Gua selalu pengen lepas dari bayang-bayang keluarga yang enggak anggap gua ada. Gue gak punya identitas, seolah akan selalu menjadi bayangan kakak gue aja. Maka dari itu, impian gua adalah berhenti ketemu dengan keluarga besar dan hidup berdiri tanpa ditutupi bayangan siapa pun. Persis keadaan Oh Hae Young yang selalu jadi bayangan Oh Hae Young lain yang lebih cantik.
Tapi, gua kira dengan keluar dari rumah dan kuliah ke luar, gak akan ada stigma apapun lagi yang mengikuti. Setidaknya gua makan jadi bayangan kakak. Seperti harapan Oh Hae Young saat lulus sekolah.
Tapi, lagi-lagi seolah takdir gak bersedia memberi tangan kanan, gue harus jadi bayangan orang yang gua bahkan gak kenal. Cuma karena cita-cita kita sama. Namanya kita sebut saja sebagai Anne. Sebelum masuk kuliah jurnalistik, gua berusaha banyak untuk membentuk identitas dan berdiri sebagai gue, si jurnalistik. Menekuni bidang ini. Tapi ketika Anne dateng, gaya tulisannya yang mirip dengan gue dan lebih rapi, gua langsung tersisihkan karena kurang menonjol.
Gua begini bukan karena gua pengen caper dan menjadi pusat perhatian. Tapi karena gua selalu ingin punya identitas.
Dan ternyata gua masih pengecut. Gue masih gak berani untuk lebih menonjol dan menunjukkan siapa diri gue dan gak berani stand up. Gak berani untuk berdiri sebagai diri sendiri, sangking seringnya menjadi bayangan orang lain. Gua langsung ciut begitu Anne dateng, persis kaya Oh Hae Young ketika bertemu lagi dengan Oh Hae Young cantik itu bertahun-tahun kemudian.
Orang yang selalu mau stand up dan dikenal sebagai diri sendiri, tapi selalu menjadi bayangan orang lain karena belum berhasil lebih baik dari mereka, pasti mengerti perasaan gue. Seberapa menyedihkan perasaan gue waktu tau arti dari ost utama drama Another Miss Oh, If It Is You.
"Jika kamu, jadi aku, hari-hari yang suram kan terus menghantuimu."
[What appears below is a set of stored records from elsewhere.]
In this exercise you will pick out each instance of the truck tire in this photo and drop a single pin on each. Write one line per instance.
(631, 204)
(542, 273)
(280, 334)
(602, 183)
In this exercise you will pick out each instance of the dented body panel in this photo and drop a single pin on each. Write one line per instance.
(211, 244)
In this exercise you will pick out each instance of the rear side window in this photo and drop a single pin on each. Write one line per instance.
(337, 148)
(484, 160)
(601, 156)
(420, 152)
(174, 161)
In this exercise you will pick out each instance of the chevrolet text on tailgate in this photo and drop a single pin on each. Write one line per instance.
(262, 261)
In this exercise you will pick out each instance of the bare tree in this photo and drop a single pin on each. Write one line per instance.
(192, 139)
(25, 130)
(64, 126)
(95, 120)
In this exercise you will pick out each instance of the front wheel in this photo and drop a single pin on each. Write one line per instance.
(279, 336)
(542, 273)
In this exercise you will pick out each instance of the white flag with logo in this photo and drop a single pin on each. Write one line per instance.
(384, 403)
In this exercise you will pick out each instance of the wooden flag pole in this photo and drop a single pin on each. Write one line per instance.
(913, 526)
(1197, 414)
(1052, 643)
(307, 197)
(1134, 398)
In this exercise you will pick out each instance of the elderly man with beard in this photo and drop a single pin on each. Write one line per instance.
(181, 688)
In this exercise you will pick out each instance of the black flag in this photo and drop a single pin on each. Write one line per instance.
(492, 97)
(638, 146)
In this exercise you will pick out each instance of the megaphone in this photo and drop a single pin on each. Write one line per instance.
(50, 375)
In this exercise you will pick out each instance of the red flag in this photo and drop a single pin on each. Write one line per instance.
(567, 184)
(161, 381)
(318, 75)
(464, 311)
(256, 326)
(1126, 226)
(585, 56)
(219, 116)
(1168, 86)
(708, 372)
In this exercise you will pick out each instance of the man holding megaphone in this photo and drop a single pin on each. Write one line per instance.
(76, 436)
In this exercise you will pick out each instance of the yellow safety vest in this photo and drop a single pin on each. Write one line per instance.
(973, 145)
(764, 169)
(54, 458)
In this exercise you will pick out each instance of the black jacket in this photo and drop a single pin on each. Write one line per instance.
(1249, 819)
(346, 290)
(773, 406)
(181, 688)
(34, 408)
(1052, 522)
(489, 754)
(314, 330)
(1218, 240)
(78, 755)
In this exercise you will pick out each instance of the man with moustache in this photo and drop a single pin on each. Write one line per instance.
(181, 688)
Gua tau sebagian dari kesalahan gue adalah karena gua pengecut, masih terbelenggu dari takut akan terus menjadi bayangan orang lain. Entah itu dari keluarga maupun teman. Keterpurukan ini kayak mimpi buruk, yang membuat gua makin gak mau pergi ke mana-mana, tapi juga gak mau ada di lingkungan ini lagi.
Gue kaya orang yang kebingungan mau lari ke mana.
Ketika Oh Hae Young memutuskan pindah rumah setelah gagal nikah, tangisan frustrasi dan setiap sikap gilanya membuat gua pengen ngelakuin hal yang sama. Kesedihan kami sudah terlalu banyak. Meski kami sudah melangkah jauh, tidak bisa dielakkan kalau kaki kami makin rapuh dan telah berdarah-darah, tapi masih terus dipaksa melangkah.
Kosongnya tatapan Oh Hae Young tiap datang kesedihan tepat saat dia mau bahagia, menggambarkan gimana gue tiap kali udah ngerasa sebuah identitas itu gue miliki, tapi rupanya, gua gak bisa membuktikan bahwa itu adalah identitas gua begitu ada orang lain yang lebih baik. Di satu titik, gua seolah berkaca. Oh Hae Young dan gue terasa sama. Kita sama-sama pengen berhenti menjalani hari ini saking capeknya. Kita sama-sama muak dibandingkan dengan orang lain.